You’ll want a barrier when you consider that without one, statistically, the chance of exposing yourself to disease is about equal to the chance of saving their life.
The same theory is behind having a pair of gloves. I’m not touching your blood/vomit/feces/urine with my bare hands.
As for CPR in the backcountry, it all depends on what happened to them. Not all arrests are from blunt trauma (which has a near zero save rate). Most avalanche fatalities are suffocation/CO2 toxicity (then trauma, then hypothermia). I have a friend who performed CPR for 45 minutes on one of his friends who bought it in a slide. Most river deaths are drownings. Two weeks ago, we had a guy fall into a lake and drowned during an MI! I would imagine most mountaineering deaths are hypothermia and shock followed by massive blunt trauma. Backpacking? I have no stats but I’d wager MI, hypothermia, and shock are at the top. The Wilderness Medical Society protocol for wilderness CPR is 30 minutes, less if provider will be endangered.Jun 25, 2006 at 12:20 pm #1358519
Well, sounds like you got your gear figured out in accordance with your likes and wants and needs.

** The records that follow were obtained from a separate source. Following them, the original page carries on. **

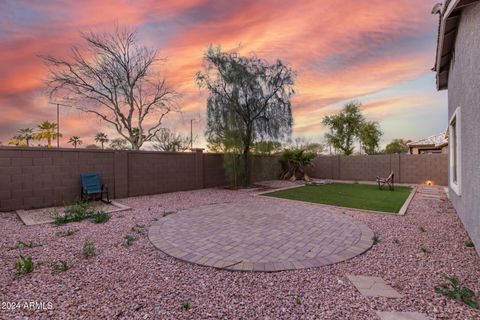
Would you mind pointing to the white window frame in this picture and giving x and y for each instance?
(455, 141)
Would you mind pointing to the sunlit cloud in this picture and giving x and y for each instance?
(359, 50)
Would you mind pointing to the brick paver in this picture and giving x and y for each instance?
(260, 235)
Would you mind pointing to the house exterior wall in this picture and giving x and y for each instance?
(421, 150)
(464, 92)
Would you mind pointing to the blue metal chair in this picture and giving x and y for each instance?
(91, 186)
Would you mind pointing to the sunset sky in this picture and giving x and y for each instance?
(375, 51)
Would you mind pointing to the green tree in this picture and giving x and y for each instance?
(249, 100)
(397, 146)
(26, 134)
(75, 141)
(101, 138)
(119, 144)
(267, 147)
(369, 135)
(48, 131)
(344, 127)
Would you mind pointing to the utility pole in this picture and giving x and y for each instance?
(58, 119)
(191, 133)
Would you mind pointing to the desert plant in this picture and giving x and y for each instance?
(24, 265)
(60, 266)
(469, 244)
(295, 162)
(454, 289)
(66, 233)
(88, 249)
(185, 305)
(425, 250)
(128, 240)
(100, 217)
(22, 245)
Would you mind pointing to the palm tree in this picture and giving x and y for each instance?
(27, 135)
(17, 141)
(47, 131)
(101, 138)
(75, 141)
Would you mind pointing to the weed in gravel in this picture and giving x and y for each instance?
(79, 211)
(128, 240)
(454, 289)
(138, 228)
(23, 245)
(425, 250)
(167, 213)
(185, 305)
(469, 244)
(60, 266)
(24, 265)
(88, 249)
(100, 217)
(66, 233)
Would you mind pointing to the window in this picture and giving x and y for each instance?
(454, 142)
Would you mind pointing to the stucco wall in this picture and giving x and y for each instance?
(464, 92)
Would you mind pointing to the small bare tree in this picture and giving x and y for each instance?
(167, 140)
(113, 77)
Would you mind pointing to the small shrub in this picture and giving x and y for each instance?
(455, 290)
(79, 211)
(100, 217)
(128, 240)
(66, 233)
(88, 249)
(138, 228)
(185, 305)
(167, 213)
(469, 244)
(23, 245)
(24, 265)
(425, 250)
(60, 266)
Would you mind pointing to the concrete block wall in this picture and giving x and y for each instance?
(407, 168)
(42, 177)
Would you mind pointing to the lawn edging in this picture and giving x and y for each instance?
(401, 212)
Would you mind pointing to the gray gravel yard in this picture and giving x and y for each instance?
(140, 282)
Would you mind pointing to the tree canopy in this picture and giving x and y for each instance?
(249, 100)
(350, 125)
(115, 78)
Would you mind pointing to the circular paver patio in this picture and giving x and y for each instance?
(260, 235)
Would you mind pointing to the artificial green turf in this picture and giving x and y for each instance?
(359, 196)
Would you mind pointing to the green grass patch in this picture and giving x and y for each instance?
(357, 196)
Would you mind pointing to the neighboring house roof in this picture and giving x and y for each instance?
(437, 141)
(450, 15)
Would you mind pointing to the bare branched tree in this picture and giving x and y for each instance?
(113, 77)
(167, 140)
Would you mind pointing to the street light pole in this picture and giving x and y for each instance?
(58, 125)
(58, 119)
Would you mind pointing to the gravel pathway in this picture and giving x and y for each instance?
(140, 282)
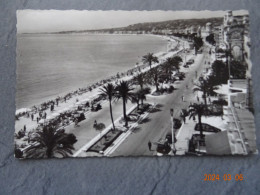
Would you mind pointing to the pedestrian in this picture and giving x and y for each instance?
(149, 145)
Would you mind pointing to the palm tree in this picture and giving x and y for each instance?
(109, 92)
(206, 87)
(49, 143)
(150, 58)
(198, 109)
(123, 90)
(176, 60)
(153, 77)
(140, 79)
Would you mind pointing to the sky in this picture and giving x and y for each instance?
(35, 21)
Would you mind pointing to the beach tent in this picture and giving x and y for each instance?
(42, 121)
(21, 110)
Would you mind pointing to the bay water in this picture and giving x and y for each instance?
(49, 65)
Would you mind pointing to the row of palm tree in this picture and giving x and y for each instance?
(154, 74)
(50, 143)
(121, 91)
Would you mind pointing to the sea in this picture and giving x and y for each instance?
(49, 65)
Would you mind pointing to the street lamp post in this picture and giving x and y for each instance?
(173, 133)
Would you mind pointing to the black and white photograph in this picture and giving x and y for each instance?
(133, 83)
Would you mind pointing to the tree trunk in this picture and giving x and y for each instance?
(111, 114)
(156, 84)
(124, 110)
(49, 152)
(200, 125)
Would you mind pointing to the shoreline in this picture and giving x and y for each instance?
(84, 89)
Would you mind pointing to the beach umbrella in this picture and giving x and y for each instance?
(23, 110)
(78, 103)
(49, 117)
(41, 121)
(55, 114)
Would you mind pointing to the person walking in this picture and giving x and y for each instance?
(182, 97)
(149, 145)
(184, 119)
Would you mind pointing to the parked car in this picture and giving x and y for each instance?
(96, 107)
(207, 128)
(163, 148)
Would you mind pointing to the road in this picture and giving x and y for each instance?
(158, 125)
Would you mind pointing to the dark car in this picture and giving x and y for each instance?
(207, 128)
(81, 117)
(96, 107)
(163, 148)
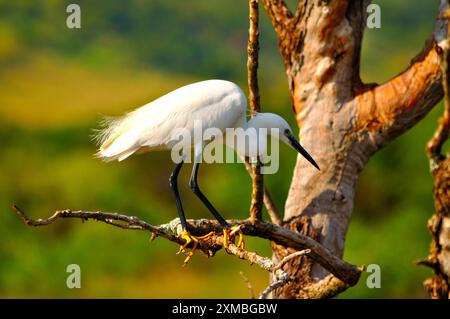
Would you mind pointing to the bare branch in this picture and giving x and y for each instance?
(277, 284)
(255, 106)
(171, 231)
(388, 110)
(328, 287)
(292, 256)
(249, 285)
(434, 146)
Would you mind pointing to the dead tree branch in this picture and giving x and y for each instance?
(171, 231)
(438, 286)
(255, 106)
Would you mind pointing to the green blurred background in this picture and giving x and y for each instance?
(54, 84)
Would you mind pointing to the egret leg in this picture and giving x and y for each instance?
(173, 182)
(194, 186)
(228, 231)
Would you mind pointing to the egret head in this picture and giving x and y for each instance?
(282, 131)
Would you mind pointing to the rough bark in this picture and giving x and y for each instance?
(342, 121)
(255, 106)
(438, 286)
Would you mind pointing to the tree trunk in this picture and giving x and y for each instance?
(342, 121)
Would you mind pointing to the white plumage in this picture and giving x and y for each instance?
(217, 103)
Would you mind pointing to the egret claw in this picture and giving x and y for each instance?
(230, 233)
(189, 239)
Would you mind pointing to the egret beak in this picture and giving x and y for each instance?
(296, 145)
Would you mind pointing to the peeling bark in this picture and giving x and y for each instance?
(342, 121)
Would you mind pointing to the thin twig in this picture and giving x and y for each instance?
(284, 278)
(290, 257)
(255, 106)
(249, 285)
(171, 231)
(277, 284)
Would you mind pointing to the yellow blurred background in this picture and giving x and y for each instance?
(55, 83)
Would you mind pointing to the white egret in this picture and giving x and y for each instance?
(155, 126)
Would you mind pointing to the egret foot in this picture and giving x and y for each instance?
(191, 239)
(230, 234)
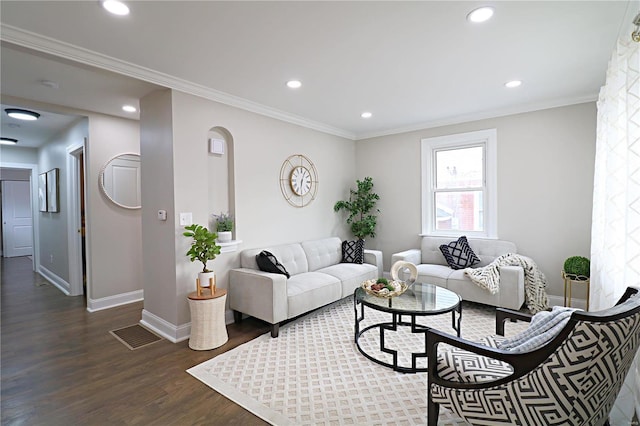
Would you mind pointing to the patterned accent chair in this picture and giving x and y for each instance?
(573, 379)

Your talking plenty about stabalizing people and so on and so forth… but if someone is solo and not breathing, they are NOT going to be effecting “self rescue” anytime soon. If someone is bleeding so bad they cant wait 30 minutes for SAR to come pick them up, then they have bigger problems than keeping their t-shirts clean and in one piece. And theres lots of anti-biotics out there that you can slather between the cut and the wrap to get home. If your really worried about it after that, go get a shot of penicillian.Jun 25, 2006 at 9:53 pm #1358533
@daneLocale: Western Washington
Summit CO wrote: “If I find you on the trail and you aren’t breathing, you probably aren’t going to get any more than two rescue breaths from me unless I have barrier or mask (unless I know you and like you a lot). If you already have blood/vomit on you, I might not give you 2 rescue breaths. I don’t intend to catch a life long, possibly fatal disease trying to save you. Also, the thought of someone puking down my throat while I breath for them is somewhat unappealing.”
That sounds like grounds for a negligence lawsuit to me. Also keep in mind that if you begin to provide care you are legally required to continue…ie if the patient starts vomiting during CPR you can’t just stop. Sounds like a good case for carrying a CPR barrier, right?

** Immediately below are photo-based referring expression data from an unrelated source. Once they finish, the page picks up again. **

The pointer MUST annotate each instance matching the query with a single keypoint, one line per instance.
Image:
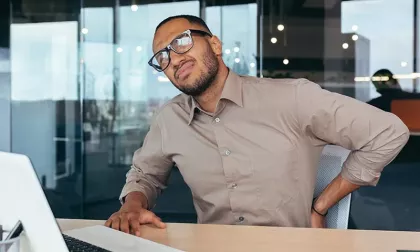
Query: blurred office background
(77, 95)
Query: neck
(209, 99)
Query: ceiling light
(134, 7)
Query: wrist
(136, 198)
(319, 207)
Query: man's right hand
(129, 218)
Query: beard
(206, 78)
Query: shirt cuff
(134, 186)
(359, 175)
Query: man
(248, 148)
(390, 90)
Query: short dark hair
(192, 19)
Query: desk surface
(194, 237)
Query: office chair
(329, 167)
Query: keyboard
(76, 245)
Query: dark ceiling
(62, 10)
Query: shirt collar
(232, 91)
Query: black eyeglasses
(181, 44)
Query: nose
(176, 59)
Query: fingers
(135, 227)
(112, 221)
(116, 223)
(124, 226)
(156, 221)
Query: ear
(216, 45)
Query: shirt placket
(228, 155)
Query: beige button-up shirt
(255, 160)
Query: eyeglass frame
(169, 48)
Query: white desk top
(196, 237)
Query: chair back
(330, 166)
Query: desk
(203, 238)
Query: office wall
(5, 100)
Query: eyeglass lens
(180, 44)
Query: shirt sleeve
(373, 136)
(150, 168)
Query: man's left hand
(317, 221)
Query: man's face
(192, 72)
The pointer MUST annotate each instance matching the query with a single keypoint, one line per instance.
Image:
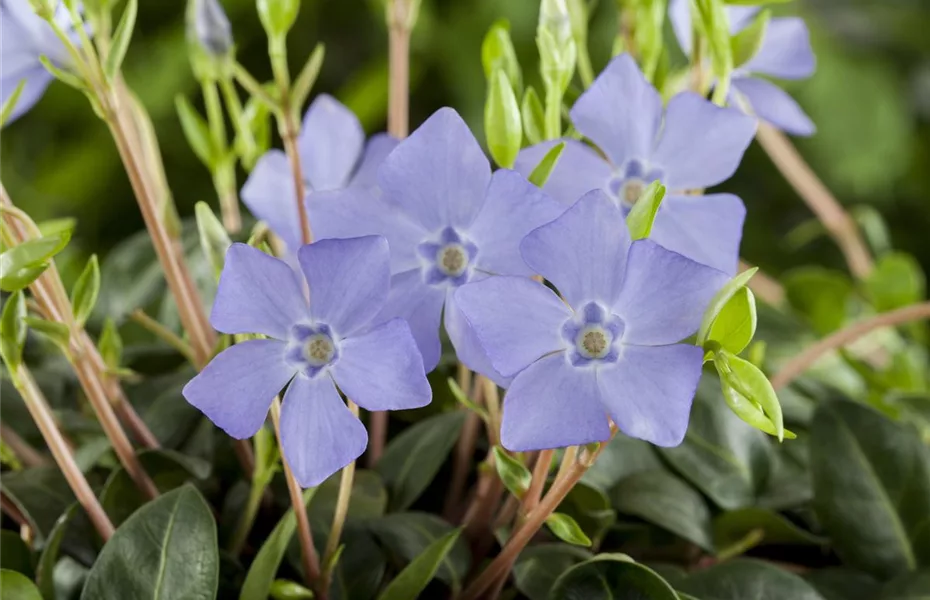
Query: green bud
(502, 123)
(278, 16)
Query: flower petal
(358, 211)
(349, 280)
(771, 103)
(552, 405)
(583, 252)
(513, 208)
(318, 433)
(516, 320)
(257, 293)
(420, 304)
(579, 170)
(439, 174)
(376, 150)
(620, 112)
(269, 195)
(702, 144)
(785, 52)
(664, 295)
(383, 369)
(649, 391)
(706, 229)
(236, 388)
(330, 143)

Interestingly, the national EMT-B textbook states “there are no documented cases of disease transmission to rescuers as a result of performing unprotected mouth-to-mouth resuscitation on a patient with an infection”.
I consider a CPR barrier invaluable in any situation requiring rescue breaths, but the chances of actually needing one in the wilderness is practically zero. What are the odds of having to perform CPR on some one in your day to day life…one in a million? How about on the trail, when you see much fewer people (potential victims) than in the city…one in a billion?
Sure if you’re on a SAR call you’d better bring BSI equipment, but otherwise it’s only there for your mental comfort…to satisfy the “what if..?” part of your brain.